Per-Customer Margins using Stripe and Kubernetes

by Akash Khanolkar
Margin analytics

[The picture above depicts the results of a real-time margin analysis experiment, overlaying AWS infrastructure costs and Stripe revenue]

A simple (naive?) approach to a complicated problem!

Let's set the scene. I'm a subscription-based SaaS company running expensive cloud infrastructure (on Kubernetes) that is shared across all of my customers.

Today, I can approximate my total margin using monthly revenue from Stripe and my infrastructure bill from AWS. However, I have no insights into how each customer contributes to margin. Given margin per customer, I could answer several valuable questions:

  • Who are my good (high-margin) customers and who are my bad (low/negative-margin) customers?
  • How are my margins changing as my business grows?
  • How are changes to my products affecting my profits?
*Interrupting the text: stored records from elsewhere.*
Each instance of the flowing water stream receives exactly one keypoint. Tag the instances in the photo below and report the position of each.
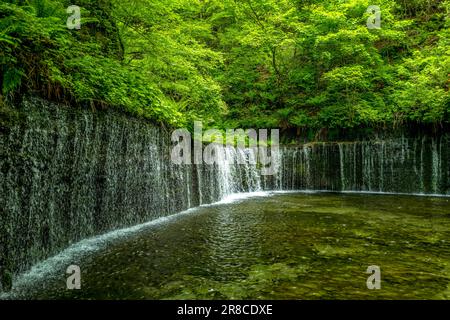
(271, 246)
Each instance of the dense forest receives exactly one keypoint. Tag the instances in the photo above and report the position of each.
(290, 64)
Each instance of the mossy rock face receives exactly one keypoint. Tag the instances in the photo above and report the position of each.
(8, 117)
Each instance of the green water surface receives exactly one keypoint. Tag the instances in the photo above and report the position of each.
(284, 246)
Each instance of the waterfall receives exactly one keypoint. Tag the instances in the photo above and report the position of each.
(68, 174)
(397, 165)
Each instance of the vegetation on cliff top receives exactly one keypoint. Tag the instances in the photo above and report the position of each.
(255, 63)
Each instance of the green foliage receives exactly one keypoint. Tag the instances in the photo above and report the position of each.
(254, 63)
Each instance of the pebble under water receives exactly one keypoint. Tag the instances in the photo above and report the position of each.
(281, 246)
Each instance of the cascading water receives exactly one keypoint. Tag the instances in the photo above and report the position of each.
(397, 165)
(68, 174)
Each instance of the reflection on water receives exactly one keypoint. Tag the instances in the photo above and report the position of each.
(286, 246)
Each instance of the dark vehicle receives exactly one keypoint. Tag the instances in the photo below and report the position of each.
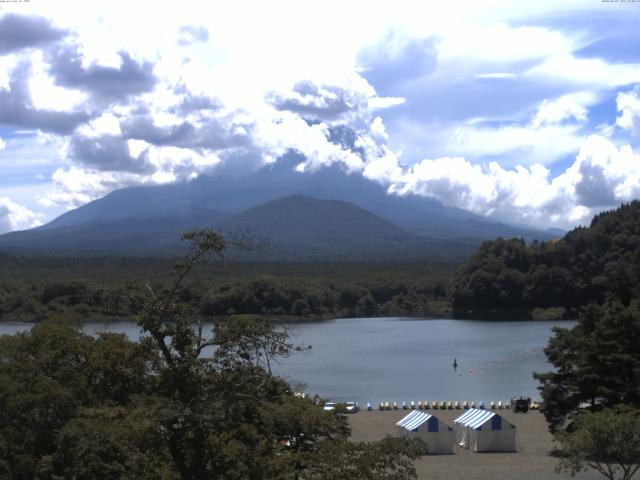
(521, 404)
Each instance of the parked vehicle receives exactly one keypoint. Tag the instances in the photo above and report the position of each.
(352, 407)
(521, 404)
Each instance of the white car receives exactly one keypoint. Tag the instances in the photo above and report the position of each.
(329, 407)
(352, 407)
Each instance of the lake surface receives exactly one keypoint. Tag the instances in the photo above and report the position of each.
(402, 359)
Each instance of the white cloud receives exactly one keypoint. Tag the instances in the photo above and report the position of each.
(497, 75)
(629, 108)
(463, 46)
(584, 73)
(567, 107)
(602, 176)
(14, 216)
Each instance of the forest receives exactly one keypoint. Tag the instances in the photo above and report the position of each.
(588, 265)
(32, 288)
(504, 278)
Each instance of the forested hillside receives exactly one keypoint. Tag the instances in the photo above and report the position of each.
(586, 266)
(33, 288)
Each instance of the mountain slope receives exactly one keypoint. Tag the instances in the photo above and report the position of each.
(144, 235)
(290, 228)
(231, 194)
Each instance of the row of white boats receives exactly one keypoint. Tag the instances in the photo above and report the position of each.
(426, 405)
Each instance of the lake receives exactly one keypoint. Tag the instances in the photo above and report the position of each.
(404, 359)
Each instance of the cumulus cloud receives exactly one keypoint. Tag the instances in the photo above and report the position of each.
(397, 58)
(206, 132)
(628, 104)
(602, 176)
(106, 153)
(190, 34)
(17, 109)
(323, 102)
(478, 124)
(105, 83)
(14, 216)
(565, 108)
(23, 31)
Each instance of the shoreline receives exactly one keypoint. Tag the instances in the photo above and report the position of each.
(533, 459)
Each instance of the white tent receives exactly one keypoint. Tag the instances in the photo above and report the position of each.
(436, 434)
(484, 431)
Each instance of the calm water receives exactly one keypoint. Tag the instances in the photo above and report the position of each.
(400, 359)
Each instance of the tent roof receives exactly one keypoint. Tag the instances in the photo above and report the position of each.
(414, 420)
(475, 418)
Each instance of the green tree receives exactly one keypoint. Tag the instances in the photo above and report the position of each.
(607, 442)
(597, 362)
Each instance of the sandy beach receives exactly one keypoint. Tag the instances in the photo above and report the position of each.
(532, 461)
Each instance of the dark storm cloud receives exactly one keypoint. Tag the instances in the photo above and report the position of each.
(24, 31)
(17, 110)
(107, 84)
(107, 153)
(318, 102)
(189, 34)
(210, 134)
(396, 60)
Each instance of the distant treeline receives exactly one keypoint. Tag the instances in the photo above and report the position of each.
(504, 278)
(33, 288)
(587, 266)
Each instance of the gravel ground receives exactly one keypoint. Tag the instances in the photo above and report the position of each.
(531, 462)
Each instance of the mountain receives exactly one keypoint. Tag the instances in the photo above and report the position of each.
(295, 227)
(143, 235)
(231, 194)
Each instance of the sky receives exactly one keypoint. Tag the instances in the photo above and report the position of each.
(527, 112)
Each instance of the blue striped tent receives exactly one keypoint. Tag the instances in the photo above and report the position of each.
(484, 431)
(436, 434)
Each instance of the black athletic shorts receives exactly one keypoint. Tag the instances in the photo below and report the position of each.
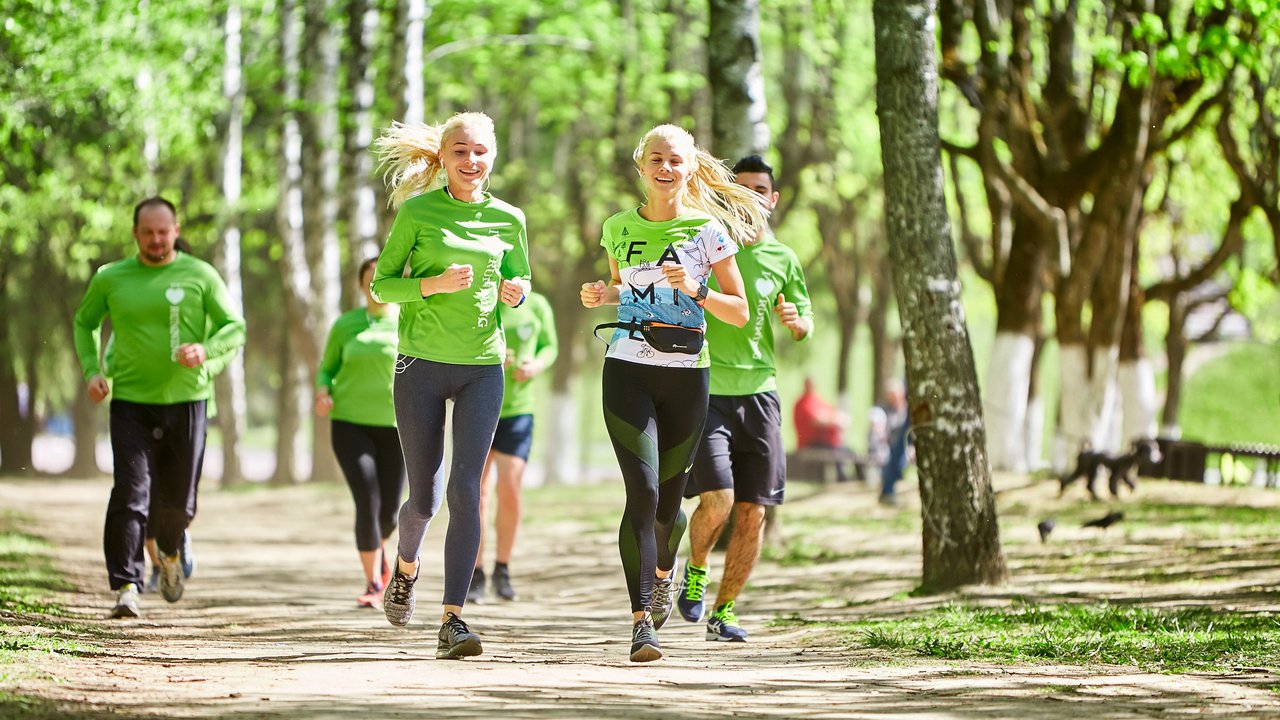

The solution here can be complicated.

Assuming that my cost is primarily cloud infrastructure costs, to get cost per customer*, first I need to set up monitoring layers to properly measure customer usage. Then, I need to enrich the usage data with cloud prices. To complicate matters further, I need to consolidate and store this data long-term to maintain historical views of my business across my distributed infrastructure. Finally, I need to join this data with revenue per customer**.

Fortunately, my customers are segmented by jobs (i.e., pods, namespaces, and(or) clusters). In this case, cost per customer is approximately the cost of a customer's namespace. I can track cost per namespace using the Octane Cost API and join my revenue per customer using the Stripe API. Through these integrations, I can extract real-time margin per customer.

[Important to note that we understand that many SaaS companies will not have customers segmented by namespaces. For purposes of blog post we have chosen to simplify the problem]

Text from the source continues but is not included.